Article and Artifact — Digitization's Dilemma: A True Story
While the stakes may not seem as high as in the legend, the risks are plain, clear, and much discussed in library and publishing literature. For any organization that wishes to preserve or archive its resources, digitization can be both a blessing and a curse. Easier access versus preservation concerns may not be possible to reconcile completely.
On a day-to-day level, the limitations of some digital resources are painfully evident. Particularly on a micro-level. For example, not only are some journal articles unavailable in full-text electronically, but the specific digital format can make a big difference in its usability.

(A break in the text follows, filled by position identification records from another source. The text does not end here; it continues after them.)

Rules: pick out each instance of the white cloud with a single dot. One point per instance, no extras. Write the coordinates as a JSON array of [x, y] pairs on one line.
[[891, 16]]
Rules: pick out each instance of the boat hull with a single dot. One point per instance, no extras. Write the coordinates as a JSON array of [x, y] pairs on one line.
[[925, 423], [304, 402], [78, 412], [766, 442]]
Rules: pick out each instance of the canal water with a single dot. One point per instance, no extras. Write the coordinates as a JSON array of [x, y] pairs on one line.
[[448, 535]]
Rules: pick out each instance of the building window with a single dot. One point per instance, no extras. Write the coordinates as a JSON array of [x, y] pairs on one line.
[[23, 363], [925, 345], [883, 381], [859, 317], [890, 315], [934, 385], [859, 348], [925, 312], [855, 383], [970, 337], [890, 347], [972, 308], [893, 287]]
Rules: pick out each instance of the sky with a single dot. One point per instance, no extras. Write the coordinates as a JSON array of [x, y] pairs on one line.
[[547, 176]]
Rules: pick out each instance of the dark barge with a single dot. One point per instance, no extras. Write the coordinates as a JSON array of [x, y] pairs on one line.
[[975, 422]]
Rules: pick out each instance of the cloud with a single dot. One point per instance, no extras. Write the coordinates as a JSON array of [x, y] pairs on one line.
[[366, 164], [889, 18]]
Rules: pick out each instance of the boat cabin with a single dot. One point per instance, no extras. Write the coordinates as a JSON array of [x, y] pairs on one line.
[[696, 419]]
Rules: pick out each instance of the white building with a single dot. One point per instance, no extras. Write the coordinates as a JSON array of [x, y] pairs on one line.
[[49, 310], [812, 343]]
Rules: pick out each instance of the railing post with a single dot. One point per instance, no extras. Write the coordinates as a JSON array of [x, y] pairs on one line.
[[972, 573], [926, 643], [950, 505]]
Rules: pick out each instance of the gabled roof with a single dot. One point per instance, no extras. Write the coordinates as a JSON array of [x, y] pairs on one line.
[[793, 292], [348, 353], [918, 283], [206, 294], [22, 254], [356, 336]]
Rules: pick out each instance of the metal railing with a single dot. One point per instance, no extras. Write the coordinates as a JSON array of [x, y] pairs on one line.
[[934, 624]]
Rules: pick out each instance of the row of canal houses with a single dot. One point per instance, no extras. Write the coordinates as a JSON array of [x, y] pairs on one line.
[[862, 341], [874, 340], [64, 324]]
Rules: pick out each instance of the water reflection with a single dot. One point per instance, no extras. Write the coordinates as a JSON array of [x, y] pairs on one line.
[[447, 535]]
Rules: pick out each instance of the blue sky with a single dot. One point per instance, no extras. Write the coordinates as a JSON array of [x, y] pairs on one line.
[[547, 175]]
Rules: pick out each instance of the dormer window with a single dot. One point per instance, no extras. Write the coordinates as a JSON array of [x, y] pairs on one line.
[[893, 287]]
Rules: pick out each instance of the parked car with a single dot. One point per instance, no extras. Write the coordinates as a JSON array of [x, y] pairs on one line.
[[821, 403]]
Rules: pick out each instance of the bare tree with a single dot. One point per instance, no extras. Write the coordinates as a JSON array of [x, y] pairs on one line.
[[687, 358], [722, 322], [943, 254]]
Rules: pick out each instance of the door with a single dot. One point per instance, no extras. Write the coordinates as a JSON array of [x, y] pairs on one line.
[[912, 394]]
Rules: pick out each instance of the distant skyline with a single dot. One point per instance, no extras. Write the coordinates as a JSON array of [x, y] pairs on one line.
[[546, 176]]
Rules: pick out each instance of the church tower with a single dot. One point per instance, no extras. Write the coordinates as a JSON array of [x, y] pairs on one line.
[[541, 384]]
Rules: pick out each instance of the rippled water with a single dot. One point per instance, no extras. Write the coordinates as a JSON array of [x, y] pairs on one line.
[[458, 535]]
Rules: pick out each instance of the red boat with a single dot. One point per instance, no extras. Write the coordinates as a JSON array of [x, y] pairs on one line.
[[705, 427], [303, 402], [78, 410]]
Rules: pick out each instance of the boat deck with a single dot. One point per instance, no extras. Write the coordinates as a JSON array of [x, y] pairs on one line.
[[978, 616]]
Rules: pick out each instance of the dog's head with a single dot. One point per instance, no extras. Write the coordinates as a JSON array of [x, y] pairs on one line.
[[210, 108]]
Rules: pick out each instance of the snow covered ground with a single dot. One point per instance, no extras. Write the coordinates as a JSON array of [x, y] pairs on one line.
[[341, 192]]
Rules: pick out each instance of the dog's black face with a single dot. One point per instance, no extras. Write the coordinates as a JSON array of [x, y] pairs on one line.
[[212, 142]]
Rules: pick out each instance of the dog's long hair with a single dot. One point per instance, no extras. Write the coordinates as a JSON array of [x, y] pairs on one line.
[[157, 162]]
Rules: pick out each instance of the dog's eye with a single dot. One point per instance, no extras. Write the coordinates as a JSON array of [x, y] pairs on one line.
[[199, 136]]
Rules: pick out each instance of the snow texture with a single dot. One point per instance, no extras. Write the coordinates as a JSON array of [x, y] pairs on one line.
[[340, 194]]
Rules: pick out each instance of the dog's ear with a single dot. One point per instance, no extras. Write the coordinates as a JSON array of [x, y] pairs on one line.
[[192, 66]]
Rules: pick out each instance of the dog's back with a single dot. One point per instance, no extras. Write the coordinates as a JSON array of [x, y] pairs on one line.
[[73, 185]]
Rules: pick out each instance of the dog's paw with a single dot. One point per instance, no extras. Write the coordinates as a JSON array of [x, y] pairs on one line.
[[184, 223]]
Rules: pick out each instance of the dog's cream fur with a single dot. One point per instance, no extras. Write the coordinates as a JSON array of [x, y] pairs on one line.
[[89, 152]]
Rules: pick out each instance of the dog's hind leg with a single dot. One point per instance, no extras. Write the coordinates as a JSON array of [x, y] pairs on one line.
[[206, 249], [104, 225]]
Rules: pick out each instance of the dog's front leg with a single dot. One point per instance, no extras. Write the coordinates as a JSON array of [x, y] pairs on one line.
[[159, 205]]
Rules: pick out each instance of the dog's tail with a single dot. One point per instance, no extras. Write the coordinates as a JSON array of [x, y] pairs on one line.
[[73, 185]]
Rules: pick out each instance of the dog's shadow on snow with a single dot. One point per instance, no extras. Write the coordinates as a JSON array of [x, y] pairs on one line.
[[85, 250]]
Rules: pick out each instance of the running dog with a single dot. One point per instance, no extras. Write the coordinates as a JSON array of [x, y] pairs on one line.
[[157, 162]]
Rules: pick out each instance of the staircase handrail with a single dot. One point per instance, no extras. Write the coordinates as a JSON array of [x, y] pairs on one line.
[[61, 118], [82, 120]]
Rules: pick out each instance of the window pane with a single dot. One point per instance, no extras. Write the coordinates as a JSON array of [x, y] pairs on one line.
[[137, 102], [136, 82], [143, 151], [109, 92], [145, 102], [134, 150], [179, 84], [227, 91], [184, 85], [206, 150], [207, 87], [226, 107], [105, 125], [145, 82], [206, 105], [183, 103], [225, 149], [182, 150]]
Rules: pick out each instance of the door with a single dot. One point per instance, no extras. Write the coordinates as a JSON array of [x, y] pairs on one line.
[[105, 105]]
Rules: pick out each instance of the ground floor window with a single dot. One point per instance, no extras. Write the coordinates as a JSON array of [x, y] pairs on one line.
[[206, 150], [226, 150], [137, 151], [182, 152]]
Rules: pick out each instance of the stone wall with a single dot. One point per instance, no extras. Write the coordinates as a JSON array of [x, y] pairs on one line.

In other words: things are not always what they seem. This was brought home to me recently. We received an advance copy of the December issue of Naval History, which included a brief article by naval historian Paul Stillwell, featuring my wife's step-father, John L. McCrea (the Admiral). Seeing that this journal is included in EBSCO's Academic Search Premier database and is available outside the Library with a library card, I thought "great!" — we can let people know they can find the article there.
But, uh, when I looked at the online article — which can be accessed here (you'll need a library card to get this if you're outside the Library) — it turned out to be in HTML only. Where are the pictures!?! In the original, there's a great photo of the Navy's first aircraft from 1911, about which the Admiral reminisces in his memoirs. Plus a picture of him as a midshipman.
Well, since these pictures were scanned in at home, I've decided that as a gesture of the holiday spirit I will post them (uncropped) here. Plus, a couple of bonus pictures not included in the article. Enjoy, and have great end of the year holidays!
Short note about the Admiral: For information about his fascinating career, please read Paul Stillwell's article — you also can find out some things in various online sources. Admiral McCrea was a true Navy man who loved a good "yarn." In his later years he decided to do an oral history about his experiences during over 40 years in the service. That is the basis of the memoir mentioned in the article.
When the Admiral passed away in early 1990, at almost 99, he was buried with full military honors in Arlington National Cemetery. Afterward, at the reception, some of the men who had served under him on the battleship Iowa as youngsters, in 1990 in their mid- to late-60s, wept, unable to choke back their tears as they struggled to say what he meant to them.